Communication technologies and related standards have probably been one of the most discussed topics in the last two decades when it comes to smart metering or smart grid installations as they have the potential to revolutionise the smart grid. The whole industry was claiming the lack of “open standards” covering the needs for smart metering and smart grids overall. For power line communication, as for other technologies, thousands of experts have been working on standards since then and now they are in place, in abundance.
Looking to the European utility landscape, there are variations from country to county. Monopolist electricity markets like France or Italy, with one dominant distribution company. Countries with a small number of big distribution companies like Spain, and the very fragmented markets with multiple utilities. The large installations and pilot trials in Europe so far show that power line communication is the most adopted technology and this is probably valid independent of the market fragmentation. The requirements towards the power line technology have changed since 2001 when Enel deployed the first smart metering solution worldwide in Italy.

Cool Phoenix 2 Block Diagram

The application requirements evolved from AMR (Automatic Meter Reading) over AMI (Advanced Metering Infrastructure) to AMM (Automated Meter Management) with requirements reaching from low data rate single directional communication, to real time bi-directional communication. The latter required in smart grid applications for demand response and supply management to control peak demand and overall load balancing. This trend is not expected to stop here.

As a result there is continuous evolution in standards. If we consider power line communication then there are a plethora of types; low speed / medium speed narrowband technology, high speed or broadband technology. All use some form of modulation technique; DCSK, FSK, SFSK, OFDM etc. If we consider OFDM based narrowband technology alone, then there too are many standards; PRIME versions 1.3.6 and 1.4, ITU-T G.9903 (G3 PLC) and IEEE P1901.2 to name a few. So where have they come from?
Probably the most important driving factor behind these standards are the utility companies themselves. If we delve deeper then we could probably say that these are driven by the utility companies operating in the monopolist electricity markets or certainly ones with a very large share of a fragmented market. One of the original standards was PLAN or IEC 61334-4 developed by ERDF who are now one of the driving forces behind the ITU-T G.9903 (G3-PLC) standard. Another of the most widely adopted standards is PRIME as driven by Iberdrola, and the aforementioned Enel is behind the Meters and More Alliance. The major advantage of a standard is that it can be adopted by industry as a de-facto technology. This leads to multiple inter-operable implementations by the suppliers to the utility companies or meter makers which provides a choice of vendors, increases competition and ultimately drives down the cost of the solution.

In recent years we have seen the introduction of government imposed targets. Arguably the most important of these being the EU’s ambitious 20:20:20 target which states that EU Member Countries must “ensure the implementation of intelligent metering systems” with 80% coverage by 2020 and full deployment by 2022.
Local regulations then mandate the use of open standards.
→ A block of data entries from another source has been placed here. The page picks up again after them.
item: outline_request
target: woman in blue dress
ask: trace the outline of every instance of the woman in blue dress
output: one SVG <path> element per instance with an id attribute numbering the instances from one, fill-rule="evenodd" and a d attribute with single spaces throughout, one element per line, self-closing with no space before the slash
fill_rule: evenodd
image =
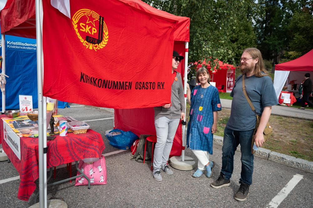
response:
<path id="1" fill-rule="evenodd" d="M 187 90 L 190 105 L 187 147 L 198 160 L 198 169 L 192 176 L 199 178 L 206 170 L 207 177 L 210 178 L 215 163 L 209 160 L 209 155 L 213 154 L 213 134 L 217 129 L 218 111 L 221 110 L 222 107 L 217 89 L 208 82 L 210 78 L 208 70 L 204 67 L 199 69 L 196 79 L 200 84 L 191 92 Z"/>

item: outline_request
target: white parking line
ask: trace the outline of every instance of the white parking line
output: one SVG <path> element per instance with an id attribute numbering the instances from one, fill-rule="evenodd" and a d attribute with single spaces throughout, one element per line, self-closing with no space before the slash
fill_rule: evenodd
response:
<path id="1" fill-rule="evenodd" d="M 303 176 L 302 175 L 296 174 L 294 175 L 294 177 L 289 181 L 287 185 L 275 197 L 273 198 L 269 204 L 268 207 L 270 208 L 277 208 L 279 206 L 281 202 L 287 197 L 299 181 L 303 178 Z"/>
<path id="2" fill-rule="evenodd" d="M 107 118 L 105 119 L 94 119 L 94 120 L 87 120 L 85 121 L 100 121 L 100 120 L 106 120 L 107 119 L 113 119 L 114 118 L 113 117 L 112 118 Z"/>
<path id="3" fill-rule="evenodd" d="M 117 154 L 117 153 L 119 153 L 120 152 L 124 152 L 124 151 L 126 151 L 126 150 L 117 150 L 116 151 L 114 151 L 114 152 L 108 152 L 107 153 L 105 153 L 105 154 L 103 154 L 102 155 L 103 155 L 105 157 L 106 156 L 108 156 L 109 155 L 115 155 L 115 154 Z M 73 162 L 72 163 L 72 165 L 75 165 L 75 162 Z M 59 169 L 59 168 L 62 168 L 65 167 L 66 166 L 66 164 L 64 164 L 64 165 L 59 165 L 57 167 L 56 169 Z M 49 171 L 50 170 L 50 169 L 48 169 L 48 171 Z M 19 179 L 19 176 L 16 176 L 15 177 L 12 177 L 12 178 L 7 178 L 5 179 L 3 179 L 3 180 L 0 180 L 0 184 L 2 184 L 3 183 L 7 183 L 7 182 L 9 182 L 10 181 L 12 181 L 13 180 L 17 180 L 18 179 Z"/>

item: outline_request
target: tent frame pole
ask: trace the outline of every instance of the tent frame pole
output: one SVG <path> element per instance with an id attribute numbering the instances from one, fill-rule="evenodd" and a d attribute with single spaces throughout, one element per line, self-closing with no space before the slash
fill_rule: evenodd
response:
<path id="1" fill-rule="evenodd" d="M 47 146 L 46 129 L 44 125 L 44 99 L 43 94 L 43 52 L 42 39 L 40 18 L 41 0 L 36 0 L 36 41 L 37 44 L 37 81 L 38 84 L 38 155 L 39 158 L 39 206 L 40 208 L 46 208 L 47 200 L 47 155 L 44 148 Z M 44 98 L 45 99 L 45 98 Z M 44 109 L 46 108 L 44 108 Z M 45 142 L 44 142 L 46 139 Z"/>
<path id="2" fill-rule="evenodd" d="M 5 74 L 5 33 L 3 33 L 1 34 L 1 48 L 2 52 L 2 72 L 1 74 Z M 2 92 L 2 113 L 5 111 L 5 90 Z"/>
<path id="3" fill-rule="evenodd" d="M 188 79 L 187 75 L 188 74 L 188 42 L 185 42 L 185 71 L 184 74 L 184 94 L 187 94 L 187 81 Z M 187 96 L 185 96 L 185 106 L 186 106 L 187 102 Z M 185 118 L 184 119 L 184 122 L 186 123 L 186 108 L 185 109 Z M 185 161 L 185 148 L 186 146 L 186 125 L 182 125 L 182 161 Z"/>

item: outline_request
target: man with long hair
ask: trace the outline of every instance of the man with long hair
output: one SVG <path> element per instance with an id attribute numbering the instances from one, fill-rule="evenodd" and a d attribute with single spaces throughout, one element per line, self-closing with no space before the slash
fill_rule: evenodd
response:
<path id="1" fill-rule="evenodd" d="M 230 179 L 233 169 L 235 151 L 239 144 L 241 153 L 241 173 L 239 189 L 235 199 L 244 201 L 249 194 L 252 184 L 253 171 L 253 154 L 251 150 L 256 118 L 252 111 L 243 89 L 243 78 L 248 97 L 255 109 L 256 113 L 261 116 L 254 140 L 258 147 L 264 141 L 264 131 L 269 118 L 272 106 L 278 104 L 271 78 L 269 75 L 263 63 L 260 51 L 254 48 L 244 50 L 240 59 L 242 73 L 237 78 L 230 96 L 232 102 L 230 117 L 224 133 L 222 149 L 222 170 L 220 176 L 211 186 L 215 188 L 230 185 Z"/>

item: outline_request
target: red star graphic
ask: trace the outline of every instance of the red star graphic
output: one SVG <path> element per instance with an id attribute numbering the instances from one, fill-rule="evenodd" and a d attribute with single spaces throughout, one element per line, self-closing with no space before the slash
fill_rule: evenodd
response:
<path id="1" fill-rule="evenodd" d="M 88 19 L 87 19 L 87 22 L 86 23 L 86 24 L 88 24 L 89 23 L 91 23 L 94 25 L 94 27 L 95 27 L 95 21 L 96 20 L 99 20 L 95 17 L 94 16 L 93 13 L 92 13 L 92 11 L 90 11 L 90 13 L 89 14 L 89 15 L 87 15 L 86 13 L 85 13 L 85 15 L 87 17 Z M 90 19 L 93 19 L 93 20 L 89 20 L 89 18 Z"/>

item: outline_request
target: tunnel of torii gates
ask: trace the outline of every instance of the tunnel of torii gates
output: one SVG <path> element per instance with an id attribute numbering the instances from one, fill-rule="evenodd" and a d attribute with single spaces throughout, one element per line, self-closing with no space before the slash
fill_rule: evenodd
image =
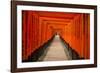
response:
<path id="1" fill-rule="evenodd" d="M 59 33 L 80 57 L 90 58 L 89 14 L 23 10 L 22 60 L 27 60 L 55 33 Z"/>

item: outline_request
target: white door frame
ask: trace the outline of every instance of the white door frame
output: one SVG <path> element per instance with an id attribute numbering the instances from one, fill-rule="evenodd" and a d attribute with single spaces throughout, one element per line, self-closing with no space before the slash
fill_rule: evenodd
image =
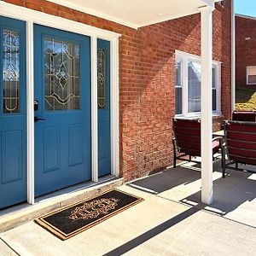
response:
<path id="1" fill-rule="evenodd" d="M 0 15 L 26 22 L 27 202 L 34 203 L 34 65 L 33 25 L 39 24 L 90 37 L 91 49 L 91 177 L 98 181 L 97 144 L 97 38 L 110 41 L 111 174 L 119 175 L 119 38 L 108 32 L 61 17 L 0 2 Z"/>

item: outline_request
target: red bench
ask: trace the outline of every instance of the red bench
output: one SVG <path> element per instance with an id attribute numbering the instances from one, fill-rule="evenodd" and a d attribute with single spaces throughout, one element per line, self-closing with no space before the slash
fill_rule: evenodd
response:
<path id="1" fill-rule="evenodd" d="M 201 156 L 201 121 L 199 119 L 173 119 L 173 132 L 174 168 L 177 160 L 191 161 L 191 156 Z M 221 137 L 212 139 L 212 157 L 219 149 L 223 155 L 222 140 Z M 189 156 L 189 159 L 183 158 L 184 156 Z"/>
<path id="2" fill-rule="evenodd" d="M 240 170 L 238 163 L 256 166 L 256 123 L 225 121 L 224 127 L 228 162 L 223 159 L 223 177 L 227 167 Z"/>
<path id="3" fill-rule="evenodd" d="M 232 113 L 233 121 L 247 121 L 255 122 L 256 113 L 254 111 L 237 111 L 235 110 Z"/>

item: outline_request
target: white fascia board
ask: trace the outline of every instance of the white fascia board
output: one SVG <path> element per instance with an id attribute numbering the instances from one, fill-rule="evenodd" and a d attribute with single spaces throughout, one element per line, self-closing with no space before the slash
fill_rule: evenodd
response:
<path id="1" fill-rule="evenodd" d="M 196 11 L 191 12 L 189 14 L 183 14 L 183 15 L 176 15 L 176 16 L 172 15 L 172 17 L 159 18 L 156 20 L 148 20 L 147 22 L 139 24 L 138 27 L 143 27 L 143 26 L 149 26 L 149 25 L 153 25 L 153 24 L 156 24 L 156 23 L 160 23 L 160 22 L 168 21 L 168 20 L 175 20 L 175 19 L 178 19 L 178 18 L 183 18 L 185 16 L 189 16 L 189 15 L 199 14 L 199 13 L 200 13 L 200 10 L 196 10 Z"/>
<path id="2" fill-rule="evenodd" d="M 175 49 L 175 56 L 177 56 L 178 58 L 183 58 L 183 57 L 186 56 L 189 59 L 193 59 L 193 60 L 195 60 L 198 61 L 201 61 L 200 55 L 192 55 L 192 54 L 189 54 L 185 51 L 179 50 L 179 49 Z M 215 65 L 220 65 L 220 64 L 222 64 L 222 61 L 215 61 L 212 59 L 212 63 Z"/>
<path id="3" fill-rule="evenodd" d="M 88 15 L 94 15 L 94 16 L 96 16 L 96 17 L 99 17 L 99 18 L 108 20 L 111 20 L 111 21 L 124 25 L 125 26 L 131 27 L 133 29 L 137 29 L 138 28 L 138 26 L 136 24 L 123 20 L 121 19 L 118 19 L 118 18 L 111 16 L 111 15 L 108 15 L 106 14 L 102 14 L 101 12 L 97 12 L 97 11 L 90 9 L 89 8 L 85 8 L 82 5 L 73 3 L 70 1 L 66 1 L 66 0 L 48 0 L 48 1 L 51 2 L 51 3 L 54 3 L 60 4 L 60 5 L 63 5 L 65 7 L 68 7 L 70 9 L 79 10 L 79 11 L 83 12 L 84 14 L 88 14 Z"/>
<path id="4" fill-rule="evenodd" d="M 48 15 L 2 1 L 0 2 L 0 14 L 9 18 L 25 21 L 32 20 L 33 23 L 36 24 L 67 31 L 70 30 L 68 28 L 72 27 L 73 32 L 87 36 L 96 36 L 106 40 L 112 40 L 113 38 L 122 36 L 117 32 L 103 30 L 84 23 Z"/>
All in all this forces utilities to act quickly and select an open standard to start deployment of meters within already tight timescales. This doesn’t just affect the utility companies. Just because a standard exists or is open, it does not mean there are many implementations of it, or that they are interoperable. When you consider the scale of the deployments these factors become critical.

Cool Phoenix 2 System Block Diagram

Consider the Zigbee Alliance, the Alliance was formed in 2002 but it wasn’t until 4 years later that the first Zigbee products became available.
It was then another 2 years before certified products were available. For Smart Metering the semiconductor companies must have a device capable of implementing the lower layers. Then there are the protocol stacks, which need development by semiconductor vendors, 3rd parties or meter makers. These solutions need integrating into meters and testing extensively in pilot trials. These factors help explain why the utility companies themselves are driving the standards.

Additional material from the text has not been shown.